Si la guerra total significó la indiferenciación entre los blancos militares y los civiles, otro de los puntos claves de la lógica de guerra total es que no hay vida posterior para el derrotado. Casi de forma indefectible, los gobiernos nacionales no sobreviven a una derrota militar, y si esta se da de forma concluyente, el orden político que representaba difícilmente sobreviva. Testimonio de esta tendencia moderna fue la completa desaparición histórica de la tradición política de los Habsburgo en Europa Central luego de la Primera Guerra Mundial. La aniquilación total como aniquilación política, la rendición incondicional, los tribunales de guerra y la memoria histórica como laudo definitivo de identidad política representan síntomas inequívocos de que las guerras modernas representaron elementos de vida o muerte de un orden político nacional como pocas veces en la historia de occidente.

Si tomamos estos tres elementos característicos de la guerra moderna (“guerra total”, “aniquilación política” y el peligro de la destrucción total de la era nuclear), se puede advertir, en algún punto, que la nueva política continúa en su campo dos de las características de la guerra moderna. Uno de los peligros que se observan en las etapas previas y post electorales es la idea de que la elección, en última instancia, es una “batalla final” donde se manifiesta una especie de versión aggiornada de guerra total. La idea de extinción del otro, de aniquilación política, se asemeja con especial énfasis a las lógicas de la guerra total moderna, aplicada a la política.

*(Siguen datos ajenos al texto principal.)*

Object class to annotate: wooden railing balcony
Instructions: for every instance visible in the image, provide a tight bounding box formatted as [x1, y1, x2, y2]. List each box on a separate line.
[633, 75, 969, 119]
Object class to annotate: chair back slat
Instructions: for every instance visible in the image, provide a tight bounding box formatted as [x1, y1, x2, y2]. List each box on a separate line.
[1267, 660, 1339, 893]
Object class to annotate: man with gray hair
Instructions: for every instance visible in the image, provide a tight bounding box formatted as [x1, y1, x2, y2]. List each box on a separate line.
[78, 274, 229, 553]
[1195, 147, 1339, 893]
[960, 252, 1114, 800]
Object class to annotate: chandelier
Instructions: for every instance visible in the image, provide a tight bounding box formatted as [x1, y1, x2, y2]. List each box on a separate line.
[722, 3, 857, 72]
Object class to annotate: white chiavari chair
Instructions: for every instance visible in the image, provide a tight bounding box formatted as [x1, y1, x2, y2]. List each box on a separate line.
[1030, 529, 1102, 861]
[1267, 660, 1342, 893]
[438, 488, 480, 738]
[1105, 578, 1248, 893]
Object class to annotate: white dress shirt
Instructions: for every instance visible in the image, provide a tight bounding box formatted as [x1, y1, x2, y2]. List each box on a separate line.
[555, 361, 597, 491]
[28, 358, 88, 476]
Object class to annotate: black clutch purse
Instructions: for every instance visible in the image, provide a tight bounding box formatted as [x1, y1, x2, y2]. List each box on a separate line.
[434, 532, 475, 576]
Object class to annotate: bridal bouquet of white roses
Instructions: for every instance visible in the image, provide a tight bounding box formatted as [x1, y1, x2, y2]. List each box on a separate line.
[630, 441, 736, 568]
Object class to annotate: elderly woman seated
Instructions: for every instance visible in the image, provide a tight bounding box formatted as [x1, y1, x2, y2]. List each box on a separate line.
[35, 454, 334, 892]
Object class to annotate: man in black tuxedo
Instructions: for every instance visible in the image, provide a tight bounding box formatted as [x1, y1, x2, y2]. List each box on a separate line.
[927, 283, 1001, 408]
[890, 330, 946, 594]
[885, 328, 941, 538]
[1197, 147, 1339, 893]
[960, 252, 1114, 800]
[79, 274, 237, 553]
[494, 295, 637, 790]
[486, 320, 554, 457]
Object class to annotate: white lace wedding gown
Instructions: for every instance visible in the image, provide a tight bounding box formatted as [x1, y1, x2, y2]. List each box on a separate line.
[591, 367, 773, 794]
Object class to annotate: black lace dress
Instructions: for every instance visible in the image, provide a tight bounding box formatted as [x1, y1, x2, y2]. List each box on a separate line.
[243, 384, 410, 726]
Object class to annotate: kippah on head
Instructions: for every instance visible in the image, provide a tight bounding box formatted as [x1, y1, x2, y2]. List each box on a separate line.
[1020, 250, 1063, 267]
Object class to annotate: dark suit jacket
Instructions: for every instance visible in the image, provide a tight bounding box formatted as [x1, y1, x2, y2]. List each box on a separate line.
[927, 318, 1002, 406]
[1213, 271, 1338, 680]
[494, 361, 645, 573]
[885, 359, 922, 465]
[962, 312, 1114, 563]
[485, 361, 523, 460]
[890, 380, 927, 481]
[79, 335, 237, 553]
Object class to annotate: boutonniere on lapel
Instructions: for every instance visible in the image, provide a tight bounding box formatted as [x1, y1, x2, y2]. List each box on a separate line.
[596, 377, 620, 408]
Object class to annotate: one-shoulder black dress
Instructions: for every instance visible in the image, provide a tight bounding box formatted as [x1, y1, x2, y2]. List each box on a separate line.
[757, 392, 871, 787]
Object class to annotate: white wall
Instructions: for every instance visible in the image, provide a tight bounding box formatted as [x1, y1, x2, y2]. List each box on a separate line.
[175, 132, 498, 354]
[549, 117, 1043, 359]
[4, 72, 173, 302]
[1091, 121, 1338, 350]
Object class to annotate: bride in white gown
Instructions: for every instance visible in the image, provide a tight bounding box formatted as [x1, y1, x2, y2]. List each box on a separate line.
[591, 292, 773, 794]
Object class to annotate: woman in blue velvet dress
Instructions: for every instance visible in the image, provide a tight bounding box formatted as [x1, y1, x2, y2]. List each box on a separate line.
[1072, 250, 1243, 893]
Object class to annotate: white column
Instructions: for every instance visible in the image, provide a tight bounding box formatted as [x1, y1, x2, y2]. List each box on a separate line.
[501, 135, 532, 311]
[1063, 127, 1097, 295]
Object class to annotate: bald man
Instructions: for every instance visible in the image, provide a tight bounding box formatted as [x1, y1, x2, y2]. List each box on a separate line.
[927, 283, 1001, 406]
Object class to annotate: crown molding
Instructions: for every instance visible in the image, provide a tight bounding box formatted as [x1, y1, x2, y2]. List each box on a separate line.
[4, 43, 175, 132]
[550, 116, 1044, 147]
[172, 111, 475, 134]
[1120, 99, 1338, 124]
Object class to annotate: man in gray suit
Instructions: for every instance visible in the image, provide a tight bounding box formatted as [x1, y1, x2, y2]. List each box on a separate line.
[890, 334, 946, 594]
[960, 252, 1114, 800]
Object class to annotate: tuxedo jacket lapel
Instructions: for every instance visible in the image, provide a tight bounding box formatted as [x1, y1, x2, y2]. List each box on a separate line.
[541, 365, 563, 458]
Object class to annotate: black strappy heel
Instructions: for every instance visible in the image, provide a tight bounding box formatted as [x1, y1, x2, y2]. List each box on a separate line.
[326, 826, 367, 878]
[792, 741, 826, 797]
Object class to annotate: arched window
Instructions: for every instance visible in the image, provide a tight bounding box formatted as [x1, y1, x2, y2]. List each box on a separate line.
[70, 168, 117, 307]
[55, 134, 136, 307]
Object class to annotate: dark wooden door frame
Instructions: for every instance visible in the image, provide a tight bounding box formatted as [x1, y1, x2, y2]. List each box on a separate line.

Un ejemplo bastante relevante de este fenómeno se manifestó a pocas horas de la elección en EE.UU. Una de las más publicitadas representantes del “Socialismo Democrático” del PD, Ocasio Cortez, publicó en las redes sociales el siguiente mensaje: “¿Alguien está archivando a estos aduladores de Trump para cuando intenten restar importancia o negar su complicidad en el futuro? Preveo una probabilidad decente de que se eliminen muchos tuits, escritos y fotos en el futuro”. La idea está en sintonía con el “Responsability Trump”, con el que aplicarán la denominada «cultura de la cancelación», ya anteriormente abordada en esta revista. La proyección de esta caza de brujas tiene manifestaciones constantes estos días, mezclado con amenazas de llevar l adversario a la cárcel,  y mucho fuego cruzado, a través de acusaciones recíprocas entre ambos partidos de ser los hacedores de la “grieta” que divide de forma creciente, la sociedad.

La idea de que una elección puede llegar a significar la señal externa que justifique la aniquilación política del adversario, la rendición incondicional. Esta similitud en varios aspectos entre la concepción política de unas elecciones norteamericanas especialmente polarizadas y la idea del rival es significativa, especialmente cuando se intenta imaginar el día después a la misma.

El hombre demonio-providencia.

Se ha depositado en la suerte política de Donald Trump enormes expectativas, sean estas positivas o negativas. Hasta ahora, era difícilmente sostenible que un hombre o un gobierno lograse cambiar drástica y mágicamente las tendencias de larga duración.

Sea como sea, subyace la idea de la política como realidad mesiánica de cambio. Tiendo a creer que no existe un cambio radical que construya la política. Eso es lo que venden, en general, los políticos en campaña. En una perspectiva de larga duración, los cambios en el gobierno de los Estados Unidos suelen presentar procesos menos dramáticos -característica que en general se advierten en la mayor parte de los sistemas democráticos consolidados- pero, necesariamente, en esta elección hay factores fuertemente preocupantes, que incluso no se relacionan con la suerte futura de los partidos y candidatos en cuestión. La incidencia de los medios de comunicación progresistas globales y las redes sociales más populares, su escandalosa diferencia de criterios, su discurso orweliano, su manipulación, la idea de que existe una «verdad a verificar», su cancelación constante de la disidencia al discurso globalista del progresismo occidental, advierten sobre un futuro bastante oscuro para la libertad de expresión.

Los sectores que celebran esta arremetida censuradora, no advierten que estos mecanismos, mañana, los puede tener como victimas.